Des milliers, voire des dizaines de milliers d'étudiants des cégeps et des universités, ont défilé au centre-ville de Montréal, le 10 novembre dernier, lors d'une manifestation nationale contre la hausse des droits de scolarité.
L'événement a débuté à 14 h, au parc Émilie-Gamelin (métro Berri-UQAM). Tous les étudiants et étudiantes de la Faculté de l'éducation permanente étaient invités à y participer et à se regrouper sous la bannière de l'AGEEFEP.
Les raisons de s'opposer à la hausse des droits de scolarité ne manquent pas :
L'université gratuite ou à bas coût, c'est normal
L'affirmation selon laquelle le Québec fait bande à part avec des droits de scolarité peu élevés est fausse, car il se situe dans la moyenne des pays de l'Organisation de coopération et de développement économique (OCDE). L'anomalie est plutôt au Canada anglais et aux États-Unis, où les droits de scolarité sont parmi les plus élevés. La liste des pays où l'université est gratuite ou à très bas coût est longue : Norvège, Suède, Danemark, Finlande, Allemagne, Autriche, République tchèque, France, Espagne, Hongrie, Islande, Irlande, Luxembourg et Slovénie. L'université gratuite ou à bas coût, c'est normal.
D'autres moyens de financer les universités
C'est pour toutes ces raisons que l'AGEEFEP affirme : 162 $ de + par cours, c'est NON!
» Pétition «Passeport pour l'avenir» - Revendications à la FEP
De la mi-septembre à la mi-octobre, l'AGEEFEP, votre association étudiante, vous invite à signer une pétition électronique en appui à trois revendications très importantes : la reconnaissance des acquis ainsi que la création de baccalauréats qualifiés et de diplômes d'études supérieures spécialisées (DESS) à la Faculté de l'Éducation permanente.
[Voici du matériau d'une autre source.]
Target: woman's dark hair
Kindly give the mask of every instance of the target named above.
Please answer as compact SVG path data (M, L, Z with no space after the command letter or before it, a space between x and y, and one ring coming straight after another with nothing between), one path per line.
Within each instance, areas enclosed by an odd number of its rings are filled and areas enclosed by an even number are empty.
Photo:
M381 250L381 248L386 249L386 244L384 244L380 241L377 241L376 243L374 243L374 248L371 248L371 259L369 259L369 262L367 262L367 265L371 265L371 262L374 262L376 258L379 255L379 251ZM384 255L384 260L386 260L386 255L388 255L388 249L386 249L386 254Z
Ce sont là des mesures nécessaires pour vous offrir de plus grandes possibilités dans vos études.
» Mémoire de l’AGEEFEP sur les droits de scolarité : Des conséquences néfastes pour la formation continue Dans l’ensemble du réseau universitaire québécois, les étudiants de la formation continue, dont la grande majorité étudient à temps partiel, constituent environ le tiers de l’effectif étudiant total. Pourtant, cette réalité est complètement écartée du débat. Or, contrairement à une idée reçue, plus de 30 % des ces étudiants ont un revenu annuel de moins de 20 000 $. Étant donné qu’ils ne sont pas admissibles à l’aide financière, ces étudiants sont vulnérables à une hausse substantielle des droits de scolarité comme celle que projette le gouvernement du Québec. Tel est le point de vue que fait valoir l’AGEEFEP dans un mémoire intitulé Financement des universités et hausse des droits de scolarité : Quelles conséquences pour la formation continue? L’Association craint plus particulièrement la répétition du scénario qui avait suivi le dégel des droits de scolarité, au début des années 90, alors que le nombre d’étudiants à temps partiel avait diminué d’environ 22 000 au cours des sept années suivantes. Pour l’AGEEFEP, le gel des droits de scolarité, voire l’abolition de ces derniers, n’a rien d’une hérésie. À preuve, il n’y a aucuns frais de scolarité en Norvège, en Suède, au Danemark, en Finlande, en Autriche, en France, en Islande, au Luxembourg, en Grèce, en Slovénie et en République tchèque. En Allemagne, il n’y a aucuns frais de scolarité dans certains lander; là où il y en a, ils sont de 500 euros par année, soit environ 1 350 $ CAN selon le taux de change en vigueur en mars 2011. Les universités espagnoles perçoivent des droits de scolarité, mais ils sont d’environ 40 $ pour un cours de trois crédits. L’Association propose aussi au gouvernement plusieurs pistes pour augmenter ses revenus sans compromettre l’équité sociale, dont l’abolition de la scandaleuse exemption dont profitent les bénéficiaires du régime d’options d’achat d’actions, un cadeau fiscal aux bien nantis de 600 millions $ par année, et la perception d’un impôt sur les gains de loterie, comme cela se fait aux États-Unis, ce qui rapporterait plus de 400 millions annuellement. Notons enfin que le mémoire de l’AGEEFEP peut être lu en conjonction avec deux autres documents ci-dessous, soit le Manifeste de la Table des partenaires de l’université et la Déclaration de l’Alliance sociale.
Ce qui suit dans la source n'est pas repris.